Despite the parents’ complaints to the Medical Board, the doctors were allowed to continue practicing and prescribing during lengthy investigations and in many cases even after being sanctioned, with some of the doctors being responsible for multiple deaths. The Medical Board had also failed to use a statewide prescription database that could have helped identify problem doctors for proactive disciplinary action.
The Medical Board’s failure to protect consumers is distressing, because the promise that it would effectively discipline the state’s miscreant doctors was an essential factor in the passage of California’s Medical Injury Compensation Reform Act of 1975, or MICRA. That’s the law that limits compensation for Californians who have been harmed by medical negligence, with a cap on jury damage awards that has not changed in 38 years. Parents, like those who testified at this hearing, are limited to $250,000 in compensation for the loss of a child, no matter how egregious the negligence that led to their death.
Sad to say, the recalcitrance of California’s Medical Board to inflict punishment on wrongdoing doctors is not that unusual. A study of the National Practitioner Data Bank by the consumer group Public Citizen in 2007 yielded some startling statistics about inaction nationally:
Only 8.6% of doctors who made two or more malpractice payments were disciplined by their state board.
Only 11.7% percent of doctors who made three or more malpractice payments were disciplined by their state board.

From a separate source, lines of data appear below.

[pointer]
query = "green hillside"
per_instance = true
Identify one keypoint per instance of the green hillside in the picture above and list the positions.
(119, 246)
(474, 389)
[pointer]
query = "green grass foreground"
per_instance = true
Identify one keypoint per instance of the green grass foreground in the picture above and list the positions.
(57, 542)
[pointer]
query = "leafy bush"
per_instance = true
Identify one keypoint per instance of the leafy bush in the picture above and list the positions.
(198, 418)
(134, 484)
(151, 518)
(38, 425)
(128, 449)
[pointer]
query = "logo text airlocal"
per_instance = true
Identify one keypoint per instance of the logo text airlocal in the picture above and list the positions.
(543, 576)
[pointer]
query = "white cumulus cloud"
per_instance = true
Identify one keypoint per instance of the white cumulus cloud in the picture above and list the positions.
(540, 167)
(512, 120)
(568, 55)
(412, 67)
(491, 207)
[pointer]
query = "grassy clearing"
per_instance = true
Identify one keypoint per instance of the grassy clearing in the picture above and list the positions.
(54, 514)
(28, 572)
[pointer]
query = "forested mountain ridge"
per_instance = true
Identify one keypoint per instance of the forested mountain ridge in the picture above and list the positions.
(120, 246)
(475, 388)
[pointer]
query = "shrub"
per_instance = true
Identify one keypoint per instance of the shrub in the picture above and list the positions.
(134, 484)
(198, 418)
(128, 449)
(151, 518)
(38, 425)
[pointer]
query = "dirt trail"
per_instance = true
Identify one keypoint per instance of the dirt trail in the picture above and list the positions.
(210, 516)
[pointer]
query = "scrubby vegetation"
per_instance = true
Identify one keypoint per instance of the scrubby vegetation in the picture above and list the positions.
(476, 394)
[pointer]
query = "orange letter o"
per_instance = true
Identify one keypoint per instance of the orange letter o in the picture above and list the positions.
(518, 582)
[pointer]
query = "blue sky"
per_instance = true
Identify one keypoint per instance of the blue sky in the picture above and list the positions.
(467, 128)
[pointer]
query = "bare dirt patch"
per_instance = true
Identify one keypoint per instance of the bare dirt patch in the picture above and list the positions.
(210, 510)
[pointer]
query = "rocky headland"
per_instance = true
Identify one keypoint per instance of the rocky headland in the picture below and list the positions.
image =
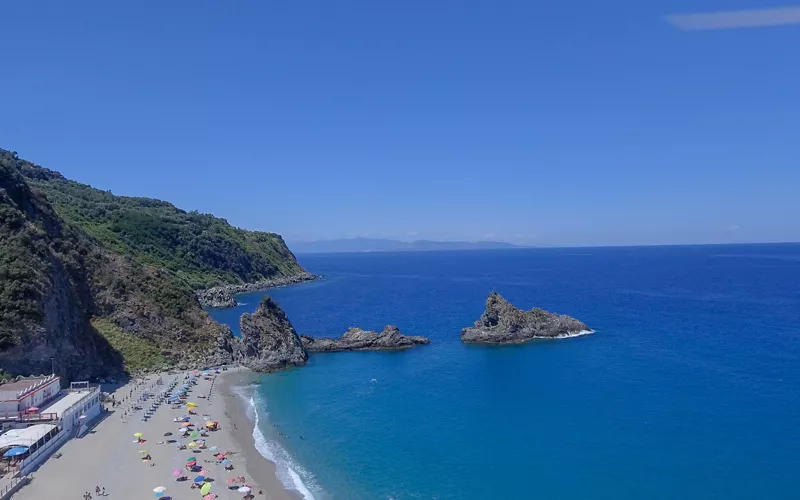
(269, 341)
(502, 323)
(356, 339)
(222, 296)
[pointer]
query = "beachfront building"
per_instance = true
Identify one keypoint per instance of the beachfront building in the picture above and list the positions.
(71, 414)
(21, 400)
(32, 438)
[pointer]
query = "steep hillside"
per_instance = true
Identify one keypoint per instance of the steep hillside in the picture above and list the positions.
(202, 249)
(68, 296)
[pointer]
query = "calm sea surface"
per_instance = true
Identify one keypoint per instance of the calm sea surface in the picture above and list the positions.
(689, 389)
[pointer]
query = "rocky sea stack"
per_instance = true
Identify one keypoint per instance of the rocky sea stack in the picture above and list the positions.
(269, 341)
(356, 339)
(222, 296)
(502, 323)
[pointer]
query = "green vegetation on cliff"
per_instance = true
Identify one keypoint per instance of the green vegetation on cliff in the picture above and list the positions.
(103, 284)
(137, 354)
(202, 249)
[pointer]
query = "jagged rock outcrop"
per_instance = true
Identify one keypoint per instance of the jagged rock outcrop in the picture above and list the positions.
(356, 339)
(222, 296)
(269, 340)
(502, 323)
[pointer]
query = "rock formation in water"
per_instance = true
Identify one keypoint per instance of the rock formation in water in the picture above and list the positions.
(222, 296)
(502, 323)
(357, 339)
(269, 340)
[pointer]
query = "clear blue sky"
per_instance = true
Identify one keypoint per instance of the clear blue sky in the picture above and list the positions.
(540, 122)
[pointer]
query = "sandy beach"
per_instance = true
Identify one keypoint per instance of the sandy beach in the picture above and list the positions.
(109, 455)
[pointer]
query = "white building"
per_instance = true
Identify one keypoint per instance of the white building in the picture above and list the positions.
(18, 397)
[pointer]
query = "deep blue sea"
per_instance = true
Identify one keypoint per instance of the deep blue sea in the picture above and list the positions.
(690, 387)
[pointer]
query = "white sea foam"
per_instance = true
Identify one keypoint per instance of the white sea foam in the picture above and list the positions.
(286, 468)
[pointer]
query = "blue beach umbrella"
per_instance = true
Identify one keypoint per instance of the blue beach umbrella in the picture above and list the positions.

Only 14.8% percent of doctors who made FOUR or more malpractice payments were disciplined by their state board.
Only 33.3% of doctors who made 10 or more malpractice payments were disciplined by their state board – meaning two-thirds of the doctors in this group of the most egregious repeat offenders were not disciplined at all.
By the way, that same study found that it’s a relative handful of doctors – less than 6 percent – who have been responsible for nearly 58% of malpractice payments since 1991.
Public Citizen sent a letter to Gov. Jerry Brown in 2011 detailing its concerns with the Medical Board of California.
This report documents the failure of the Medical Board to take any disciplinary action against 710 physicians in California, all of whom were disciplined (had clinical privilege actions against them) by California health care organizations, mainly hospitals, but also by other health care organizations such as health maintenance organizations and ambulatory surgical centers. Of these 710 physicians, the health care organizations’ peer reviewers determined that 102 were an “Immediate Threat to Health or Safety” of patients. The peer reviewers had seriously disciplined almost all of them, yet the Medical Board still took no disciplinary action.
With the Medical Board apparently unwilling to hold physicians fully accountable for their actions, and MICRA making it next to impossible to seek justice let alone fair compensation in court, the safety of Californians remains at best in question and at worst at risk. Even the worst of the worst doctors, meanwhile, skate by with little professional repercussion.